Saturday, December 15, 2018

Gypsy Omnibus review

by RM Rhodes

During the late 1990s and early 2000s, Heavy Metal ran six stories by Thierry Smolderen and Enrico Marini. The first of these, titled The Gypsy Star, was an immediate hit and was followed by the rest of the series over almost the course of a decade.

The art was the obvious draw of the story. Realistic, with an obvious manga influence, Marini could provide a cartoon flip to his line when it was necessary. The color scheme usually balanced a very orange red and a cool blue. The sequential storytelling was often clever and made for a compulsively readable feature.

The main character is called The Gypsy in the first series and Tsaigoi thereafter. He drives his eighteen wheel truck across a futuristic highway that spans the world. Sometimes he’s with his sister, sometimes he’s with other family members, and sometimes he’s alone. It’s a Mad Max setup with an unfortunate ethnic label and none of the pesky fuel shortage limitations.

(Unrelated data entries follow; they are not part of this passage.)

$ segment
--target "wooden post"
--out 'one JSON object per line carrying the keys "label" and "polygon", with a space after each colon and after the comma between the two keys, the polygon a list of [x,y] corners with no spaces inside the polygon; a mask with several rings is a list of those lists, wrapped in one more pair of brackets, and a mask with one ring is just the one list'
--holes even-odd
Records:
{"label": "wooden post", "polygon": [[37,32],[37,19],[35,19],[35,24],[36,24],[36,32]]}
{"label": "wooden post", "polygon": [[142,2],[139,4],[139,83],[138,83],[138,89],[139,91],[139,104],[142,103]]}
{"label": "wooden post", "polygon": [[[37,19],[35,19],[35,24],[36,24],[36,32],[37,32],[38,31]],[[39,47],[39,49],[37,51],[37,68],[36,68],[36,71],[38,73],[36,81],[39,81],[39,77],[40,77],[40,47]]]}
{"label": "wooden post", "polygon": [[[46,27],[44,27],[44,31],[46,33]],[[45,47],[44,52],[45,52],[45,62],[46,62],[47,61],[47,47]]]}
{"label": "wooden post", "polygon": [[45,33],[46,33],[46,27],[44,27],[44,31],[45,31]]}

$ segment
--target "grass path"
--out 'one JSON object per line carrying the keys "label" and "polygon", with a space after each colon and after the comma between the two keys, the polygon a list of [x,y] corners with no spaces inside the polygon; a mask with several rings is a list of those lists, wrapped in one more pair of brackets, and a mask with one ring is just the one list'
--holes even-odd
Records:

Tsaigoi is an enthusiastic participant in capitalism. All of the stories are about him driving his truck through a problem area and getting caught up in local events, to his dismay. In every case, the stakes of the story are commercial in nature. And when it is called for, Tsaigoi will strap on his guns and take the fight to the people standing in the way of him getting his product to his customers.

Easily the best of these stories is a yarn about a caper in Germany during the final World Cup game between Germany and France. Germany loses badly due to a penalty shot 45 seconds into the game. Much comedy is made from this state of affairs and, in the end, Tsaigoi’s commercial instincts prove to be very very solid.

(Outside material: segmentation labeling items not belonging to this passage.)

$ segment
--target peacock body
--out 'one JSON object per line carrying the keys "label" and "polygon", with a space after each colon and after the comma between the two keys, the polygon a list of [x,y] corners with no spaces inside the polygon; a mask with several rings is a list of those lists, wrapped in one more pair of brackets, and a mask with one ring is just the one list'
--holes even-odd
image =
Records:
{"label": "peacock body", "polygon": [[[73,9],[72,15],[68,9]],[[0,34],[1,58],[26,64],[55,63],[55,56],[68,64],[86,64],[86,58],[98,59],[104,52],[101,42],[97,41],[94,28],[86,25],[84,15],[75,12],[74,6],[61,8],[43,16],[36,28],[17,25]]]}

Tsaigoi is also a lover. I’m happy to report that every one of his sexual encounters (roughly one per story) is consensual. There is one problematic scene with a parapalegic woman, and one of the main characters is introduced by showing him running away from a giant man who wants to rape him. The way the character is drawn, he could be anywhere from a boy to his early teens. For the most part, though, it’s wholesome entertainment.

It is not difficult to find out what issues of Heavy Metal these originally appeared in, nor is it difficult to purchase them. The new Omnibus Edition of the six stories is, however, a much nicer product than the random handful of issues. It’s a hardback edition with a very nice slipcase. The extras are nice as well – a map of the world, showing the route of the highway, along with several pages of production art and sketches. It's the first thing I've seen from Insight Comics and its a handsome debut. The European edition must have recently been published.

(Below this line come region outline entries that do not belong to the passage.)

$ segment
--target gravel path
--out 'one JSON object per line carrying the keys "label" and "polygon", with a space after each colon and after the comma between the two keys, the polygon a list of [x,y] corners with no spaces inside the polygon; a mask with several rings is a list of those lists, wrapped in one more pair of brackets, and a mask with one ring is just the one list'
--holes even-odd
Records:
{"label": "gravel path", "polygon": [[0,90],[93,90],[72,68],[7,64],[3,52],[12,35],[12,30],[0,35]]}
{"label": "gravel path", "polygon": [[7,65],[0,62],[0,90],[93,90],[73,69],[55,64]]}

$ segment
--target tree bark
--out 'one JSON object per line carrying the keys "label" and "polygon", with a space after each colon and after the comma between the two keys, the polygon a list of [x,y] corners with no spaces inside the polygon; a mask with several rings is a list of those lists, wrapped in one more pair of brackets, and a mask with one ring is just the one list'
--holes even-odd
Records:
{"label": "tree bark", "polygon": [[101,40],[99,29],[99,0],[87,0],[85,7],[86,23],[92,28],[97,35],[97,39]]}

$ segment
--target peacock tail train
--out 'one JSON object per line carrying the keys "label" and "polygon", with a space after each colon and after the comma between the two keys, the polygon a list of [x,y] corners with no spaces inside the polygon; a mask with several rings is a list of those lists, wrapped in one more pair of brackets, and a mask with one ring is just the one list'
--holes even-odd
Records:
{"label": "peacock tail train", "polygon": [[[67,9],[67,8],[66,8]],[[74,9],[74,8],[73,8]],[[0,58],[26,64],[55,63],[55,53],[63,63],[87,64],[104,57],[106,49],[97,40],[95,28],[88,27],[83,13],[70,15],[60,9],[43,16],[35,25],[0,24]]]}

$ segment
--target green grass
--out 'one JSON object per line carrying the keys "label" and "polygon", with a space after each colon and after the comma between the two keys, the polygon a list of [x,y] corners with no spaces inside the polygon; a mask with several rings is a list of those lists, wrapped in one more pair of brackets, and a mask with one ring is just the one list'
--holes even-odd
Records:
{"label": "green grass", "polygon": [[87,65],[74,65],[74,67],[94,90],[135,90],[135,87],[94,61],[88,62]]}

The only real flaw in the production of the Omnibus is the title of the introduction. Dan Panosian remembers Gypsy from the pages of Heavy Metal and references a catchphrase saying that the main character utters when he is surprised or frustrated – “Dracu!” Except in the new translation for this edition, Dracu has been printed as Dracs.

Printed together like this, it is easy to see how well Marini’s art matured over the course of the series. The early stories have a sketchier aspect to the line weights, but the later stories are much more confident. The color got better as well – it’s almost as if the technology improved during the same period as the original publication.

Gypsy is a pretty solid action adventure comic. The creators did their best in the later stories to lean into the skid on the problematic name, but they were stuck with it. If you can get past that, you should be able to relax into the ultraviolence and over the top slapstick of it all. And if you can do that, there is a good chance you'll be very entertained indeed.


Why is this here? It's a long story. Mike Rhode first introduced himself to me when I first started vending at SPX. Over the years, we've talk to each other at Comic conventions around the DC area and never quite get around to sitting down for lunch. 

When I moved to Arlington two years ago, I didn't realize that Mike lived within a mile of my building. Nor did I realize that he lived next door to my girlfriend's friend from college. We also discovered, by accident that we work two buildings away from each other, because we work in adjacent organizations. The world is a very small place, sometimes. 

It really feels that way when I run into Mike at the local farmer's market. Naturally, that's when I pitch him article ideas. I'm reading the entire run of Heavy Metal in public (in blog format) because I happen to own the entire run of Heavy Metal. This means that I'm engaged in an ongoing study of the magazine. In addition, I have a diverse and idiosyncratic reading list that tends towards the weird corners of comics history. Sometimes one circumstance or another results in long articles that I don't really have anyplace to put. Mike has been gracious enough to let me publish them here.

In summary: this is an article about comics from someone in the DC area.